Probation leaders across California disband secretive nonprofit group

The front of a building, with a high fence next to it.
The East Mesa Detention Facility in San Diego County houses youths.
(Eduardo Contreras / San Diego Union-Tribune)

A group of probation chiefs from nearly every county in the state has decided to disband a secretive nonprofit organization they set up to work out of the public eye on a sweeping state-ordered reform of juvenile justice.

The decision came five days after the Union-Tribune published a story on the group’s history, organization and financing and followed months of questioning by advocacy groups, some of which sued over its approach to state open meeting laws and its rejection of requests to review its records.

The move by the County Probation Consortium Partnering for Youth Realignment was quietly announced in a news release June 23. The unsigned release, which was posted on the group’s website, said the board of directors had decided that the “critical need” for the group had ended at the end of June with the closure of state juvenile detention facilities and transfer of youths to county facilities.

The board, which is made up of probation chiefs, said it would wind down operations by the end of the year.

The decision came four months after the group was sued by a coalition of advocacy groups, which said the consortium was violating state laws concerning open meetings and open records.


The announcement abruptly ends an unusual chapter in the nearly three-year-long plan by the state to close down the youth detention system and transfer responsibility back to the counties. In response to that legislation in early 2021, 55 of the 58 probation chiefs in the state quietly banded together and formed the nonprofit. It was focused on housing and treating those youths in the system who needed to be held in secure facilities, which not all counties in the state have.

When they agreed to work together, the chiefs also decided to set up the consortium in a unique way, incorporating as a 501(c)(3) nonprofit, funded with membership dues drawn from the public funds of each county and a contract with the state.

When the advocacy groups asked for records of the meetings and other documents in August, lawyers from a firm retained by the consortium responded it was not subject to the open records or meetings laws because the group was not a government agency and was not making policy or legislation.
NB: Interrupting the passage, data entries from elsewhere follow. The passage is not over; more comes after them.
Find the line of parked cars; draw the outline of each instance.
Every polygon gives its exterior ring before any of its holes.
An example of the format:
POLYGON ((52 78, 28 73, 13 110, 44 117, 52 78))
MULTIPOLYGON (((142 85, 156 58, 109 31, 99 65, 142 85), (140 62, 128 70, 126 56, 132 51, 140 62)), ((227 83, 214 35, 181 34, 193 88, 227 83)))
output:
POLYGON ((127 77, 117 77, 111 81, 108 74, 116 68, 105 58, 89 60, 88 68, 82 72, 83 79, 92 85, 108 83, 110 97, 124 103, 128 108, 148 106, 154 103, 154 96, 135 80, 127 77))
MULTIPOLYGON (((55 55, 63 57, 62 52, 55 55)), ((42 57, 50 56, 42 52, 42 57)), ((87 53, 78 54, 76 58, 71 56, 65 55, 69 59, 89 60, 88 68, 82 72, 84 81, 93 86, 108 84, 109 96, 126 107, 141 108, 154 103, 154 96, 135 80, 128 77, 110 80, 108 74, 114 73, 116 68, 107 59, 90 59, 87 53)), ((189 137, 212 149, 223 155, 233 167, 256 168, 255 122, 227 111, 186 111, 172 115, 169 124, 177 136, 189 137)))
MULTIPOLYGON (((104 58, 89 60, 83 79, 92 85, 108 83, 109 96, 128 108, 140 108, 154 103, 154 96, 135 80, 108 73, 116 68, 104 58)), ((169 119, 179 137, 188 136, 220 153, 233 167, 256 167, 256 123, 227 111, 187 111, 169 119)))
That position triggered the lawsuit.

An expert on government transparency criticized that stance, arguing the law holds that any entity that conducts a “core government function” is subject to the open government and transparency laws of the state.
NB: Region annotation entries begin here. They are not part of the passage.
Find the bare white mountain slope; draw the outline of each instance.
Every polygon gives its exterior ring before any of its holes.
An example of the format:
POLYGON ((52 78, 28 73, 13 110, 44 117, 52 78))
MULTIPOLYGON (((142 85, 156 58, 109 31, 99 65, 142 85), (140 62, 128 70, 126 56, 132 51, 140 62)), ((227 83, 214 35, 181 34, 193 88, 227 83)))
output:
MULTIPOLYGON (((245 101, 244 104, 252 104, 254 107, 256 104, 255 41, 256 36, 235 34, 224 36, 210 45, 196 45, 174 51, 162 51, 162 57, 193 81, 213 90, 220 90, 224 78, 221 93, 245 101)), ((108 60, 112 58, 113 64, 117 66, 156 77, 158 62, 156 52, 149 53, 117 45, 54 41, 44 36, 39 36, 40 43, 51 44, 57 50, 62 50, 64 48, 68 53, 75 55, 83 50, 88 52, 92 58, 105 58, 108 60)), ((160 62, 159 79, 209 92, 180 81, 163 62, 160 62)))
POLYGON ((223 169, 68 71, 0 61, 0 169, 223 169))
In the application for tax-exempt status submitted to the Internal Revenue Service, the consortium wrote that the stated goal of the group was to “lessen the burdens of government” by coordinating realignment efforts by counties, drafting model agreements between counties for housing some youths, and creating a database of treatment programs in counties.

The records also showed that the consortium had both short-term goals of dealing with the immediate issues relating to realignment and longer-term plans three or four years out that could include forming a “legal entity” like a joint powers authority “to ensure counties can continue to access appropriately responsive and high-quality treatment capacity.” Under California law, a joint powers authority can be set up as a separate entity to perform a specific government role; it is subject to open records and meetings laws.

None of the materials indicated the group would close down after the initial wave of youths were returned to counties.


Elizabeth Siggins, the executive director of the consortium, said in an email that the group decided to disband because the short-term goal of managing the return of youths from the state to county facilities had been completed, and that, as it turned out, there was less need to house youths in other counties than first thought. She said documents that discuss a longer-term role were done before the formation of the consortium when there were “many discussions taking place” at that time.

“The non-profit organization was the short-term solution with the idea that if a longer-term solution were needed it would likely be established as a JPA,” she wrote in an email. “At this time, it is not clear that is needed.” She said the decision to stop had nothing to do with the lawsuit, which she called “baseless.”

Erin Palacios, a lawyer with the Youth Law Center who filed the suit on behalf of a collection of juvenile justice groups called California Alliance for Youth and Community Justice, said it was “welcome news” that the consortium was dissolving.

“An organization that fights so hard to avoid transparency and public participation cannot effectively or appropriately coordinate California’s juvenile justice realignment,” she wrote in an email.

She said her group had no indication that the consortium was closing down and was preparing for continued litigation.

The consortium collected $750,000 from member counties — money largely drawn from public realignment funds each county received — plus a consulting contract of the same amount from a new state agency created to oversee realignment. Siggins said whatever money was left at the end of the year would be returned to counties on a proportional basis.

The lawsuit is still pending, Palacios said. The coalition of youth groups still wants to know “how the money was used to benefit the public, how much remains, and where the remaining funds will go now.”